The Chinese delegation’s behavior, however, broke this diplomatic norm. Even though China agreed to the summit schedule in advance, including a four-minute opening statement, Yang Jiechi, director of the Central Foreign Affairs Commission of the Chinese Communist Party (CCP) and the Chinese delegation lead, ignored the schedule by speaking for more than 15 minutes.

He filled his long remark with insults to the United States, including insisting that the United States “does not have the qualification to say that it wants to speak to China from a position of strength. The U.S. side was not even qualified to say such things even 20 years or 30 years back.” Yang’s contempt for the U.S. delegation and the nation they represent couldn’t have been more obvious.

Yang’s offensive words, his tone, and his attitude were all part of a performance meant for the audience back home, including his boss, the CCP’s leader Xi Jinping. Ever since he came to power, Xi has presented himself as the strongman China needs and the only one who will “return” China to its former glory. Xi unleashed a group of Chinese “wolf” diplomats to show Chinese people that his government knew how to stand up to those western powers that “humiliated” China in the past.

These Chinese “wolf” diplomats often break diplomatic protocols by acting aggressively and making offensive remarks to threaten human rights activists, journalists, and even government officials. They are combative and treat every criticism of China, no matter how legitimate it is, as a mortal threat to the longevity of the CCP’s rule in China.

They exploit Western social media’s openness by promoting CCP propaganda and spreading misinformation and conspiracies while suffering no consequences. Understandably, these “wolf” diplomats haven’t won many friends for China internationally, but they help Xi solidify his popularity among the growing Chinese nationalists.

Yang’s disdain of the United States in Alaska in front of the worldwide press served two purposes at home. First, it pleased Chinese nationalists. Yang’s condescending remarks were widely reported in China. The Global Times, a Chinese state media that often speaks on behalf of China’s nationalist movement, praised Yang for teaching the United States a good lesson by refuting the U.S. “arrogance in public.”

Second, many suspect Yang did what he did to benefit his career. Yang is part of Politburo, a 25-person decision-body of the CCP. But the CCP and China’s real power lies with Politburo’s Standing Committee, which is led by Xi and has only six other members. Yang’s performance in Alaska will undoubtedly burnish his nationalist image, win further favors from his boss Xi, and lay the groundwork for Yang’s possible elevation to the Standing Committee.

2. Communist China Employs U.S. Left’s Rhetoric to Attack America

During his long remarks, Yang often employed rhetoric from the American left to attack America. He lectured American diplomats on democracy, stating, “Many people within the United States actually have little confidence in the democracy of the United States, and they have various views regarding the government of the United States.”

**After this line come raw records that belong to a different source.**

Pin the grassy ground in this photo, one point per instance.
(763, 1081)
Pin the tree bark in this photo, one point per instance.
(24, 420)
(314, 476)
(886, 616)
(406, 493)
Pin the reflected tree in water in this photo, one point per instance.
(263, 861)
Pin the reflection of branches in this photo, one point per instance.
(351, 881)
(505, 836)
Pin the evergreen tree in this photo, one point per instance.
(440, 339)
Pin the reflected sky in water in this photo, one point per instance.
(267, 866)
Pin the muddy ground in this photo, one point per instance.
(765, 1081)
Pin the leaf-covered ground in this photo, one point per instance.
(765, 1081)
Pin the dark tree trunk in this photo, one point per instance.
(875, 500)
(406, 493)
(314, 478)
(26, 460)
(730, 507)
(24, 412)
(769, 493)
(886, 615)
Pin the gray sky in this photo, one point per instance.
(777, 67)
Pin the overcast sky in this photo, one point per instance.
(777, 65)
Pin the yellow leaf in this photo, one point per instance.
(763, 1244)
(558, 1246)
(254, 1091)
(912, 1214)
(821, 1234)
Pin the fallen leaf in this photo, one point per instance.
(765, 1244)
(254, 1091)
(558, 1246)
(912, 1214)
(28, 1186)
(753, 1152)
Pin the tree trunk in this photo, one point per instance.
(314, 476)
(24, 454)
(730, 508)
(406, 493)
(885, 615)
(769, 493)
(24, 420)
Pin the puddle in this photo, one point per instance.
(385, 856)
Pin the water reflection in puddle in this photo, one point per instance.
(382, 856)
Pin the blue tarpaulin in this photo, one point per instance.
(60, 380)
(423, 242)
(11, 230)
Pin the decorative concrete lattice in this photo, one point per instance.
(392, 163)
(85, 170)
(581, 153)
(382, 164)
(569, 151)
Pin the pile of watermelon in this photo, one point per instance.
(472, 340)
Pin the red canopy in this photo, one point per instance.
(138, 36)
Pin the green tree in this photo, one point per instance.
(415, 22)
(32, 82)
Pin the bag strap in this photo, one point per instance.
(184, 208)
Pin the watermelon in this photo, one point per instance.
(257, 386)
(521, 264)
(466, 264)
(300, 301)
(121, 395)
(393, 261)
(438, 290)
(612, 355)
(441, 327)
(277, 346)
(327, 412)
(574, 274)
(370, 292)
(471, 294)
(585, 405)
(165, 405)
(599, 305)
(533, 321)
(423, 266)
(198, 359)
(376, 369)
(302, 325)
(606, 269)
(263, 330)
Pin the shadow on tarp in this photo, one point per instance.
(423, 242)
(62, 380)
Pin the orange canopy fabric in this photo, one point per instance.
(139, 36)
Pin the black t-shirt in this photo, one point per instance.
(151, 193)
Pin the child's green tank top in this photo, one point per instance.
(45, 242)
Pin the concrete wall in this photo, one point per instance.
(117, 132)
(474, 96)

On the topic of human rights, Yang claimed it is the United States, not China, that needs to improve.

“The fact is that there are many problems within the United States regarding human rights, which is admitted by the United States itself as well … the challenges facing the United States in human rights are deep-seated. They did not just emerge over the past four years, such as Black Lives Matter,” he said.

In a recent editorial about the Alaska summit, China’s Global Times claimed: “everything Washington talks about is centered on the US and on white supremacy.” U.S. adversaries have long regarded race divisions as a soft underbelly of the United States and have exploited it to undermine the United States’s global leadership and sow self-doubt and division among Americans.

What’s more challenging today than the Cold War between the United States and the former Soviet Union is that the American left has gone beyond simply criticizing America’s imperfections. Today’s extreme leftist rhetoric condemns America’s founding and its founding principles. American people have been told that America is fundamentally and irredeemably racist, that the United States is a nation founded on white supremacy and white nationalism, and a country that has always oppressed people of color because of “systemic racism.”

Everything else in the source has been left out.